Uitspraak
GERECHTSHOF ARNHEM - LEEUWARDEN
[Z](hierna: belanghebbende)
heffingsambtenaarvan
de gemeente Laren(hierna: de heffingsambtenaar)
Gerechtshof Arnhem-Leeuwarden
In deze zaak heeft het Gerechtshof Arnhem-Leeuwarden op 18 september 2018 uitspraak gedaan in het hoger beroep van belanghebbende, [X] [Z], tegen de uitspraak van de rechtbank Midden-Nederland. De zaak betreft de waardering van een sportcomplex, gelegen aan [a-straat 1] te [Z], dat door de heffingsambtenaar van de gemeente Laren op 1 januari 2015 is gewaardeerd op € 1.094.000 op basis van de Wet waardering onroerende zaken (Wet WOZ). De belanghebbende, die een erfpachtrecht heeft op het sportcomplex, betwistte de belastingplicht en de objectafbakening, evenals de vastgestelde waarde van het complex. De rechtbank had het beroep van belanghebbende ongegrond verklaard, waarna belanghebbende in hoger beroep ging.

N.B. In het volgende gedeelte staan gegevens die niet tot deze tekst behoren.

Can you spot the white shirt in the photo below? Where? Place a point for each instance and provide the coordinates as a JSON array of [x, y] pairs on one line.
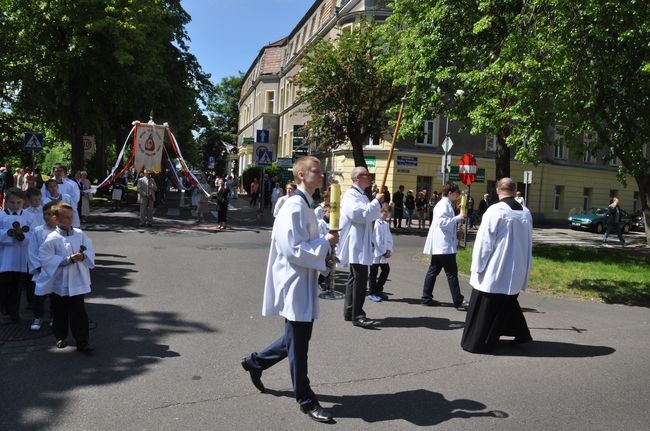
[[441, 238], [296, 256], [13, 253], [355, 235], [383, 241], [502, 255]]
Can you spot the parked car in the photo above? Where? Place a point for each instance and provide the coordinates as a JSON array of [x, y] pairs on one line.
[[595, 220], [637, 222]]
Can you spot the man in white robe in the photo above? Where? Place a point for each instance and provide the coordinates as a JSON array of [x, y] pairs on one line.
[[501, 263], [355, 251], [66, 257], [68, 187], [297, 255], [441, 244]]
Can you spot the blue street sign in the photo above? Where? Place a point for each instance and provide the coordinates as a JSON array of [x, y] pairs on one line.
[[263, 136], [33, 141]]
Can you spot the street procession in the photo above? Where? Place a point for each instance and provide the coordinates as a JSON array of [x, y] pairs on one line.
[[192, 192]]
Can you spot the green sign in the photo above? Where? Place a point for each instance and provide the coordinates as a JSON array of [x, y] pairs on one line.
[[480, 175]]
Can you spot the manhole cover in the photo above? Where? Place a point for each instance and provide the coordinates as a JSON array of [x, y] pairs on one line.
[[20, 331]]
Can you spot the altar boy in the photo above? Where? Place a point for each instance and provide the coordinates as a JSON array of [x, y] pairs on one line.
[[66, 258], [15, 232]]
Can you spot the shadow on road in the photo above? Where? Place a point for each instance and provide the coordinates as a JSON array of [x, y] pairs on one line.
[[419, 407], [39, 386], [552, 349]]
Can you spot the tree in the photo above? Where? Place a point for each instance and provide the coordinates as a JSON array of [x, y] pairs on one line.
[[601, 48], [344, 91], [223, 115], [83, 66], [473, 61]]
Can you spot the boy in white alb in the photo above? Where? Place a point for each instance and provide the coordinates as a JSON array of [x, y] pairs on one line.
[[66, 258], [16, 227], [34, 264], [383, 248]]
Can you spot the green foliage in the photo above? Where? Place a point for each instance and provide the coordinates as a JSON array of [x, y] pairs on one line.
[[93, 67], [603, 274], [347, 95]]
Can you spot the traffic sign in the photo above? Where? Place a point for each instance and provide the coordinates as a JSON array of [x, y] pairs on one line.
[[263, 136], [33, 141], [263, 154], [467, 169], [528, 177], [447, 144]]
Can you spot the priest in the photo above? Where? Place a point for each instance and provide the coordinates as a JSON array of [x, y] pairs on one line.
[[501, 263]]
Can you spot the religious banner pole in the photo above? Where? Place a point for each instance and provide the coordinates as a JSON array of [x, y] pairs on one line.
[[392, 144]]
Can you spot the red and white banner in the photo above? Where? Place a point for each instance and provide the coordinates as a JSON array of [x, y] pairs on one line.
[[148, 147]]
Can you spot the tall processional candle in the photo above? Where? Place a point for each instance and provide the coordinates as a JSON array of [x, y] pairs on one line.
[[463, 205], [335, 206]]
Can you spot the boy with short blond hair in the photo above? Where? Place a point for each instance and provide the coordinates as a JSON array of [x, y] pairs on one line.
[[66, 258], [15, 233]]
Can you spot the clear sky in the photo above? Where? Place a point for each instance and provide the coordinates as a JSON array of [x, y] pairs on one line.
[[227, 35]]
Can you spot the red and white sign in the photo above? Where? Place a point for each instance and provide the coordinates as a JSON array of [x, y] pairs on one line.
[[467, 169]]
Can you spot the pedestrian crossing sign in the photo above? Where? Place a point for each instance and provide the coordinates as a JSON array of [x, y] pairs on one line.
[[263, 155], [33, 141]]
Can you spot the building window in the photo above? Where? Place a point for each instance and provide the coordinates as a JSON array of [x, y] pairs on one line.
[[269, 106], [557, 198], [429, 135], [491, 144], [586, 199]]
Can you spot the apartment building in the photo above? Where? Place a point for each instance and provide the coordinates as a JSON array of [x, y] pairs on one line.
[[562, 183]]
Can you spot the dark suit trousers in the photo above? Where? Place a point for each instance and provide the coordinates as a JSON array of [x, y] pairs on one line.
[[294, 344], [355, 292], [438, 262], [69, 310]]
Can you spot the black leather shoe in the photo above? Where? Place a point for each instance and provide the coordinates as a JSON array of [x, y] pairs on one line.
[[363, 322], [430, 303], [256, 375], [85, 349], [317, 413]]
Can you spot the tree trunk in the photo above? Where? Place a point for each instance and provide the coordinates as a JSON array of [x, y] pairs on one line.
[[502, 159], [357, 152], [643, 181]]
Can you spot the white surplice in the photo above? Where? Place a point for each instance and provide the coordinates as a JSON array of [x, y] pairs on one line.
[[355, 236], [502, 255], [441, 238], [58, 277]]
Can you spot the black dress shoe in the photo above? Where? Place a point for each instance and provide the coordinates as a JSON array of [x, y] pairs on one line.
[[317, 413], [363, 322], [256, 375], [85, 349], [430, 303]]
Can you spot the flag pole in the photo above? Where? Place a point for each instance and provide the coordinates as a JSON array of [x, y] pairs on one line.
[[392, 145]]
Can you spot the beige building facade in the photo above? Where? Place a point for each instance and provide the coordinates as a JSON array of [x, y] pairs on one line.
[[562, 183]]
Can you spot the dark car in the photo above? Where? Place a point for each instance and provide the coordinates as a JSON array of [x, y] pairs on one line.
[[637, 222], [595, 220]]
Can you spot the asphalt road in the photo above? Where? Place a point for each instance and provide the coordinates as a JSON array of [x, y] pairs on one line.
[[175, 308]]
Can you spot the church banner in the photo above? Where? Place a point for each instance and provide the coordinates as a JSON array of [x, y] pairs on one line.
[[148, 143]]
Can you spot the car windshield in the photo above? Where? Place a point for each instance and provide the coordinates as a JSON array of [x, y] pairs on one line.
[[598, 211]]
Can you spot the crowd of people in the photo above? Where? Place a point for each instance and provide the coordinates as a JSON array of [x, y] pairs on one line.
[[300, 259]]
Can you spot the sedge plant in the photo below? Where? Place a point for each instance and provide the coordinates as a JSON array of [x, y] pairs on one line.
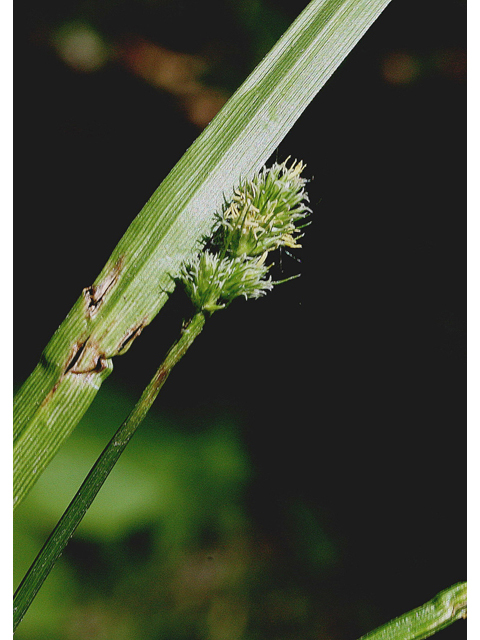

Tijdens de zitting op 13 juli 2018 heeft het Hof de argumenten van beide partijen gehoord. Belanghebbende stelde dat de erfpachtvoorwaarden zodanig beperkend zijn dat hij niet als belastingplichtige kan worden aangemerkt. Het Hof oordeelde echter dat de erfpachtvoorwaarden geen zodanige beperking van het gebruiksgenot met zich meebrengen dat belanghebbende niet als genothebbende kan worden aangemerkt. Het Hof bevestigde dat de waarde van de onroerende zaak dient te worden bepaald op de gecorrigeerde vervangingswaarde, en dat deze waarde hoger is dan de waarde die op basis van de Wet WOZ zou worden vastgesteld.
Het Hof concludeerde dat de heffingsambtenaar terecht de WOZ-beschikking aan belanghebbende had toegezonden en de onroerendezaakbelasting (OZB) had opgelegd. Het Hof oordeelde dat de objectafbakening door de heffingsambtenaar correct was uitgevoerd en dat de waarde van het sportcomplex niet te hoog was vastgesteld. Het hoger beroep van belanghebbende werd ongegrond verklaard, en het Hof bevestigde de uitspraak van de rechtbank.